The logo highlights the strongly conserved Arg–Arg doublet at positions −3 and −2 (tall blue letters — positive charge), the phospho-S/T at position 0 where both options are visible, and the largely variable positions elsewhere.

fig, axes = plt.subplots(1, 2, figsize=(12, 3))

# Kozak logo with DNA maximum marked
logomaker.Logo(kozak_matrix, ax=axes[0], color_scheme='classic')
axes[0].axhline(2.0, color='grey', linestyle='--', linewidth=0.8)
axes[0].text(0.01, 2.08, '2.00 bits max', transform=axes[0].get_yaxis_transform(),
             fontsize=8, color='grey')
axes[0].set_xticks(range(10))
axes[0].set_xticklabels(['-6', '-5', '-4', '-3', '-2', '-1', '+1', '+2', '+3', '+4'])
axes[0].set_ylabel('Information (bits)')
axes[0].set_title('Kozak (DNA/RNA, max 2 bits)')

# PKA logo with protein maximum marked
logomaker.Logo(pka_matrix, ax=axes[1], color_scheme='charge')
axes[1].axhline(4.32, color='grey', linestyle='--', linewidth=0.8)
axes[1].text(0.01, 4.40, '4.32 bits max', transform=axes[1].get_yaxis_transform(),
             fontsize=8, color='grey')
axes[1].set_xticks(range(7))
axes[1].set_xticklabels(['-3', '-2', '-1', '0', '+1', '+2', '+3'])
axes[1].set_ylabel('Information (bits)')
axes[1].set_title('PKA site (protein, max ≈4.32 bits)')

plt.tight_layout()
plt.show()

/tmp/ipykernel_2106903/39490927.py:23: UserWarning: Tight layout not applied. The bottom and top margins cannot be made large enough to accommodate all Axes decorations.
  plt.tight_layout()

Comparing the two logos, note how the conserved R–R in the PKA site approaches its alphabet maximum (≈4.32 bits) while the most conserved nucleotide positions in the Kozak sequence are bounded by 2 bits. The dashed lines make these theoretical ceilings explicit.

References¶

Schneider, T. D., & Stephens, R. M. (1990). Sequence logos: a new way to display consensus sequences. Nucleic Acids Research, 18(20), 6097–6100.
Tareen, A., & Kinney, J. B. (2020). Logomaker: beautiful sequence logos in Python. Bioinformatics, 36(7), 2272–2274.
Kozak, M. (1987).
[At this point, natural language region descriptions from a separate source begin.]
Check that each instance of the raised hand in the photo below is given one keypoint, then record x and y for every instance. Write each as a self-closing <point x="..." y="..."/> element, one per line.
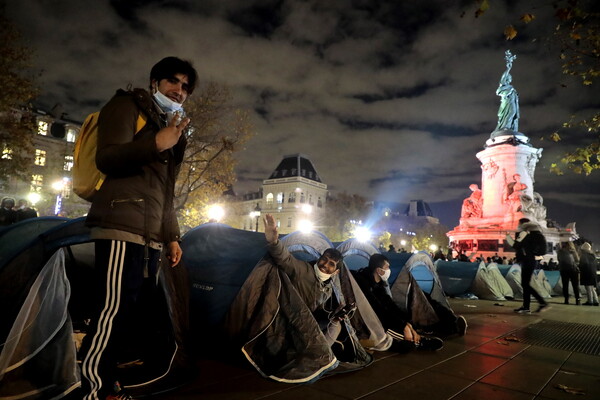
<point x="271" y="233"/>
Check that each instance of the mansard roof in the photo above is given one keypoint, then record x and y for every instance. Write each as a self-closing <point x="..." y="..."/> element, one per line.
<point x="296" y="165"/>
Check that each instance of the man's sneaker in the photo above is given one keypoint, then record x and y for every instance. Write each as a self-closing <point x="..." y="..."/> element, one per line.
<point x="543" y="307"/>
<point x="118" y="393"/>
<point x="461" y="325"/>
<point x="430" y="343"/>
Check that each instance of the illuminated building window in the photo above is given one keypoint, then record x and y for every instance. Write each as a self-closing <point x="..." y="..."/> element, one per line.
<point x="68" y="165"/>
<point x="6" y="154"/>
<point x="37" y="181"/>
<point x="40" y="157"/>
<point x="71" y="135"/>
<point x="43" y="128"/>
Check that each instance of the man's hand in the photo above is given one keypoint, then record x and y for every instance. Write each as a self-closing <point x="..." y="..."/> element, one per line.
<point x="169" y="136"/>
<point x="174" y="253"/>
<point x="271" y="233"/>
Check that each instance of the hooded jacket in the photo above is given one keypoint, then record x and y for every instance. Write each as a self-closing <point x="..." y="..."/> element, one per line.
<point x="137" y="194"/>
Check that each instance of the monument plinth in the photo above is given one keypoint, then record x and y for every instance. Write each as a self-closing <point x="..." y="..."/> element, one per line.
<point x="507" y="193"/>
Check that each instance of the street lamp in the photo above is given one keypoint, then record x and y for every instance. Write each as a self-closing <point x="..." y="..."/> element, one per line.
<point x="256" y="214"/>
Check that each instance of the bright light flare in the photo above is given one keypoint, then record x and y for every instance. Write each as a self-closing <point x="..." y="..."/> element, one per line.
<point x="305" y="226"/>
<point x="362" y="234"/>
<point x="216" y="212"/>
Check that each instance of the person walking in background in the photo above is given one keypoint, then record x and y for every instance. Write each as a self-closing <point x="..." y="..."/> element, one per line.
<point x="568" y="272"/>
<point x="588" y="267"/>
<point x="524" y="245"/>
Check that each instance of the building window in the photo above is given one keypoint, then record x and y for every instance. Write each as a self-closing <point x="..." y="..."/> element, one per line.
<point x="43" y="128"/>
<point x="6" y="154"/>
<point x="37" y="181"/>
<point x="71" y="135"/>
<point x="40" y="157"/>
<point x="68" y="165"/>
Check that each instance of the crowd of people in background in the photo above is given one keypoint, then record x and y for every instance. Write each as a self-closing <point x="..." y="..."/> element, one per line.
<point x="11" y="213"/>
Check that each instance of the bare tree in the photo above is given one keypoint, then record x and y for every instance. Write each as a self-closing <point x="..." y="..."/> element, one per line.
<point x="218" y="130"/>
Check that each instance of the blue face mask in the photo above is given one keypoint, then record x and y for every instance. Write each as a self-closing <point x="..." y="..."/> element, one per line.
<point x="166" y="104"/>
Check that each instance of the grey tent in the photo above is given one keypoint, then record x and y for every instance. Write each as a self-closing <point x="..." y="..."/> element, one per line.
<point x="43" y="291"/>
<point x="489" y="284"/>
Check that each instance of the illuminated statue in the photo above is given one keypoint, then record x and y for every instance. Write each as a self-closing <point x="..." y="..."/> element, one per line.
<point x="508" y="113"/>
<point x="513" y="193"/>
<point x="472" y="205"/>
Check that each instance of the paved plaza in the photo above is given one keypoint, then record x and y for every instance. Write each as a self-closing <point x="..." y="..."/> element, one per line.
<point x="552" y="355"/>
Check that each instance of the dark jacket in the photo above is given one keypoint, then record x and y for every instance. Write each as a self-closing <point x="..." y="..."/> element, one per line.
<point x="588" y="267"/>
<point x="390" y="315"/>
<point x="137" y="195"/>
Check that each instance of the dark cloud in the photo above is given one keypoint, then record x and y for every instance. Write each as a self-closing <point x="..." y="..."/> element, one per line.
<point x="389" y="99"/>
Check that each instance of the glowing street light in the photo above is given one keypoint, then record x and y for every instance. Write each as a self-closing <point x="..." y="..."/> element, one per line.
<point x="305" y="226"/>
<point x="362" y="234"/>
<point x="216" y="213"/>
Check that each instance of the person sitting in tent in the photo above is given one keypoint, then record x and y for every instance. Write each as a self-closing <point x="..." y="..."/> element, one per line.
<point x="297" y="320"/>
<point x="373" y="281"/>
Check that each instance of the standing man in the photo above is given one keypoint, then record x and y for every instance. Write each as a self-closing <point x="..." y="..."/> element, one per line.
<point x="524" y="245"/>
<point x="132" y="216"/>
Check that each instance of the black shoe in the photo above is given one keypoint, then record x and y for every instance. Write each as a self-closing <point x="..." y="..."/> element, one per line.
<point x="522" y="310"/>
<point x="543" y="307"/>
<point x="402" y="346"/>
<point x="430" y="343"/>
<point x="461" y="325"/>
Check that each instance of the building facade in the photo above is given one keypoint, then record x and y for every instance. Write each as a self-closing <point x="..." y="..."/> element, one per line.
<point x="294" y="194"/>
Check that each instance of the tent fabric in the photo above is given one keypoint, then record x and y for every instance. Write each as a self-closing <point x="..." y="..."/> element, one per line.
<point x="513" y="277"/>
<point x="456" y="277"/>
<point x="19" y="277"/>
<point x="489" y="284"/>
<point x="40" y="335"/>
<point x="408" y="294"/>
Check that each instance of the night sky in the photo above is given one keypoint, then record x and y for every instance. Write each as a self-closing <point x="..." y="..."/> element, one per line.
<point x="389" y="99"/>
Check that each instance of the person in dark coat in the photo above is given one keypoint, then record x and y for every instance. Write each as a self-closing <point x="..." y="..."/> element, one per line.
<point x="568" y="272"/>
<point x="373" y="283"/>
<point x="588" y="267"/>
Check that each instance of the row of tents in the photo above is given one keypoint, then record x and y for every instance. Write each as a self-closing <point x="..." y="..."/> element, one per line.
<point x="46" y="264"/>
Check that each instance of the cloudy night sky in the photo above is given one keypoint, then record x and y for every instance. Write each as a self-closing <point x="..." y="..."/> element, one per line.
<point x="389" y="99"/>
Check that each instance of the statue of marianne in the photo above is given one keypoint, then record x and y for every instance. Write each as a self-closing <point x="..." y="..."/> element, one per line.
<point x="508" y="113"/>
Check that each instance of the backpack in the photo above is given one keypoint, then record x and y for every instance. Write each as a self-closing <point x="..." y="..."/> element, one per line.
<point x="538" y="243"/>
<point x="87" y="179"/>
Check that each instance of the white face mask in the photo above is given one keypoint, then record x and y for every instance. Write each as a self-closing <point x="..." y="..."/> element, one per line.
<point x="166" y="104"/>
<point x="322" y="275"/>
<point x="386" y="274"/>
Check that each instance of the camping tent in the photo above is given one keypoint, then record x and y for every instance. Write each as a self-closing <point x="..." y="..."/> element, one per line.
<point x="456" y="276"/>
<point x="42" y="286"/>
<point x="489" y="284"/>
<point x="513" y="277"/>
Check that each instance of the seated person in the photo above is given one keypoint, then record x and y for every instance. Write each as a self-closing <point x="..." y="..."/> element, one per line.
<point x="373" y="282"/>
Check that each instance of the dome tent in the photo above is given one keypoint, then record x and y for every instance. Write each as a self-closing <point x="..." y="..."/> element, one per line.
<point x="46" y="280"/>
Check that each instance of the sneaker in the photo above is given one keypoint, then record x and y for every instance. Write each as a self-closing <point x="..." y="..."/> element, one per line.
<point x="543" y="307"/>
<point x="118" y="393"/>
<point x="430" y="343"/>
<point x="461" y="325"/>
An analysis of 5’-noncoding sequences from 699 vertebrate messenger RNAs. Nucleic Acids Research, 15(20), 8125–8148.
Songyang, Z., Blechner, S., Hoagland, N., Hoekstra, M. F., Piwnica-Worms, H., & Cantley, L. C. (1994). Use of an oriented peptide library to determine the optimal substrates of protein kinases. Current Biology, 4(11), 973–982.